On third day of admission, hemolysis subsided. He was shifted to ward on fourth day.
Geru is a red coloured product containing ferric oxide, which is used to color pots, jewelry and ground nuts. It is pounded into fine powder before use. It is commonly taken as a decoction. There are many problems that may result from iron toxicity, these include: anorexia, oliguria, diarrhea, hypothermia, diphasic shock, metabolic acidosis, and death. In addition to these, the patient may experience vascular congestion of the gastrointestinal tract, liver, kidneys, heart, brain, spleen, adrenals, and thymus [1].
Severe hemolysis due to G6PD deficiency may manifest as methemoglobinemia, [2] in which the heme iron is in the oxidized ferric state rather than the ferrous state [3]. This resultant hemoglobin, known as methemoglobin (met-Hb), cannot carry oxygen and the remaining oxyhemoglobin develops increased oxygen affinity resulting in impaired oxygen delivery.
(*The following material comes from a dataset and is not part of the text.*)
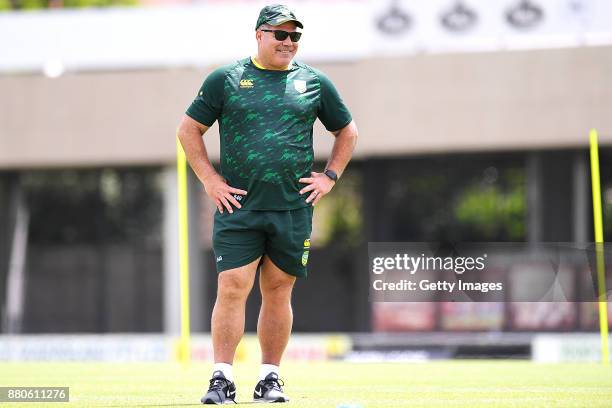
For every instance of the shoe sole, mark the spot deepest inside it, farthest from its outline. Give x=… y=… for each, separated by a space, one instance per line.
x=209 y=401
x=262 y=401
This results in a left shift of the oxygen– hemoglobin dissociation curve and secondary tissue hypoxia. Normal people generate met-Hb but in very low levels in the range of 0.5% to 3% [4].
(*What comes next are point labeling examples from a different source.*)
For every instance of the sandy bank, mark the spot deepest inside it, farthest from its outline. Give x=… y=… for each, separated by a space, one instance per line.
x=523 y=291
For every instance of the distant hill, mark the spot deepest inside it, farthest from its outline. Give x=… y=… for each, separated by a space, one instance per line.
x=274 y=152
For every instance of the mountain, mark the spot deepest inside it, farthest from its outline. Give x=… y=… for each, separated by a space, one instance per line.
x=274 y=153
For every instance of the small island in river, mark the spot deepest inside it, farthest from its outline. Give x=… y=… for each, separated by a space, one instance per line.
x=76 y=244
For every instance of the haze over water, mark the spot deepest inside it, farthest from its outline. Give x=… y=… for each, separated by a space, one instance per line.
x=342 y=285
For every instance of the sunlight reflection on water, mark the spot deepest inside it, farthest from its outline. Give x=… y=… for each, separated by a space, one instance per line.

Plasma exchange therapy, hyperbaric oxygen therapy and ascorbic acid therapies should be considered as second-line treatments for patients of methemoglobinemia unresponsive to methylene blue [5].
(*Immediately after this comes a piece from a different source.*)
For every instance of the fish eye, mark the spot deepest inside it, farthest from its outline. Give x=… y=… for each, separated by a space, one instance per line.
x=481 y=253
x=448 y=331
Even though, evidence for plasma exchange in literature is limited to case reports [6], this therapy was not given to our patient, as levels started decreasing without any major intervention.
There is a specific antidote, desferroxamine for hematite toxicity, but we didn’t use in our patient as child improved clinically after admission on symptomatic management only. Gastric lavage was not done as the patient presented after 24 hours of ingestion.
As per our knowledge, no case has been reported till date to have hemolysis and methemoglobinemia secondary to G6PD deficiency after hematite ingestion.
Even though ferric oxide poisoning is common in children, complications such as intravascular hemolysis and methemoglobinemia may coexist. Special care should be taken while handling such cases and all the possibilities should be considered before intervention. Timely referral to a higher center that has a facility of secondary management for suspected methemoglobinemia is required.